Carl Davis of the Institute on Taxation and Economic Policy told a legislative committee that HR1’s tax cuts are regressive, concentrate benefits at the top of the income scale and pose state-level risks if Vermont conformsto selected provisions; he urged targeted review and modeling by JFO before any conformity decision.

Carl Davis, research director with the Institute on Taxation and Economic Policy, told a legislative committee that the federal tax bill known as HR1 produces large benefits for higher-income families and creates questions for Vermont about whether to “conform” to those federal changes.

Davis said the bill reduces rates, adjusts brackets, expands the standard deduction and the child tax credit, and includes large business tax breaks, particularly accelerated depreciation. “And just to emphasize, around half of the tax cuts in this federal bill are flowing to the top,” Davis said, describing a distributional pattern that he called a “regressive tilt.”

The nut graf: Davis urged lawmakers to treat conformity choices selectively. He said some federal provisions—especially those aimed at business investment and new carve-outs for early-stage investors—translate poorly to Vermont policy, which relies on single-sales-factor apportionment and cannot target many federal incentives to in‑state activity.

Davis presented state-level modeling showing small average dollar gains for low-income households and much larger absolute gains for higher-income families. He highlighted three specific areas for committee attention: (1) the early-stage investor exclusion (expanded in HR1) that he said is administered as an exclusion and is highly concentrated among very high‑income taxpayers, (2) large depreciation and business tax changes that represent the largest conformity revenue risk, and (3) new international-income categories (NCTI/GILTI-like provisions) that interact with Vermont’s sales‑factor apportionment.

On the investor exclusion, Davis said the benefit is highly concentrated and difficult for a state to target: “This is being expanded…94% of the benefit is going out to…millionaire households,” he said, adding that states such as the District of Columbia and several others have already decoupled from similar provisions. On depreciation, he warned the committee that accelerated business depreciation is the single largest business-conformity revenue risk and recommended careful scrutiny before adopting federal changes into state law.

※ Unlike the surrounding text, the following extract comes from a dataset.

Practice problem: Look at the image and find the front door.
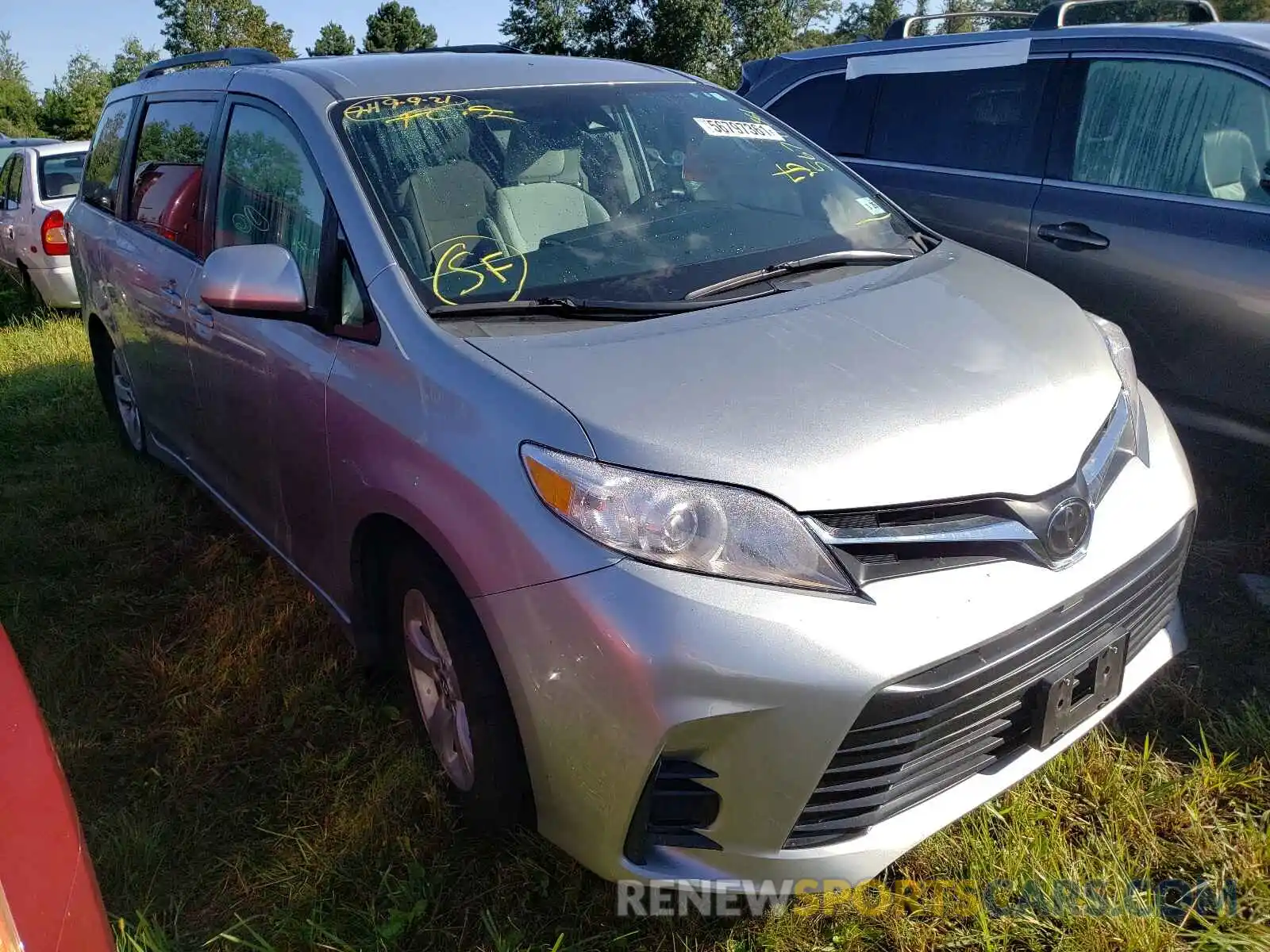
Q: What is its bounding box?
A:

Davis also explained why Vermont’s single‑sales‑factor corporate tax reduces the state rationale for some federal export or production deductions: because Vermont apportions income by where sales occur, expanded federal deductions for export-type income do not necessarily change Vermont’s taxable share of profit. He described the NCTI discussion as another area where states can rely on existing apportionment rules rather than adopt federal percentage write‑offs.

Committee members asked about taxpayer mobility and whether higher state taxes cause high‑income residents to leave. Davis said migration effects exist but the empirical literature generally finds them small and nuanced; he pointed to California’s legislative debate and the experience of Massachusetts and Maryland as examples states can study.

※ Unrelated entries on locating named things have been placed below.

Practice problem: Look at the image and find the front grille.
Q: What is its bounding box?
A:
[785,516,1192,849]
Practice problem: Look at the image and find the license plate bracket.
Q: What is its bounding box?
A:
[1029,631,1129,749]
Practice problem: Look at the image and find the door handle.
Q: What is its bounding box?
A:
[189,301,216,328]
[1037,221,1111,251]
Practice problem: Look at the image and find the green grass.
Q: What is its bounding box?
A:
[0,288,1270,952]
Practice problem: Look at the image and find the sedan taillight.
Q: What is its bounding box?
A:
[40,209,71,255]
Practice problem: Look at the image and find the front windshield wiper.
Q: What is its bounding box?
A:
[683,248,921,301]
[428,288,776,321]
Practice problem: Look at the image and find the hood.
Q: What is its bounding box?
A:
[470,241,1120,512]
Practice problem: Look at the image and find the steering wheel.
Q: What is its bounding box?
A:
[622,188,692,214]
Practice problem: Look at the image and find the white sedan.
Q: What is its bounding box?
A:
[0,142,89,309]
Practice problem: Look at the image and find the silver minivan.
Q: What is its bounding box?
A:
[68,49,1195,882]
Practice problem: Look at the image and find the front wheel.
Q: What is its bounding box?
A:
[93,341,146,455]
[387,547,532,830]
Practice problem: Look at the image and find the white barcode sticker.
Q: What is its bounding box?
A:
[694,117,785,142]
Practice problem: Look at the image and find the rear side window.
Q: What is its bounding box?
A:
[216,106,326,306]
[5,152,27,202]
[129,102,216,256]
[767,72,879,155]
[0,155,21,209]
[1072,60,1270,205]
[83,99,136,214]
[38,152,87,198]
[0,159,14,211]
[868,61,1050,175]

Members and Davis repeatedly noted that the Joint Fiscal Office (JFO) and Ways and Means are doing technical modeling. Davis recommended a case‑by‑case approach—decoupling where federal provisions create large state revenue loss or where the federal rationale does not apply to state policy, and adopting modest federal changes that improve tax administration or advance clear state goals, such as certain dependent‑care improvements.

The committee did not take formal action during the session. Davis concluded by urging careful drafting and more modeling by JFO before any state conformity decisions.

What’s next: JFO is working on modeling the fiscal impacts and the committee will use that analysis to inform any statutory conformity or decoupling proposals.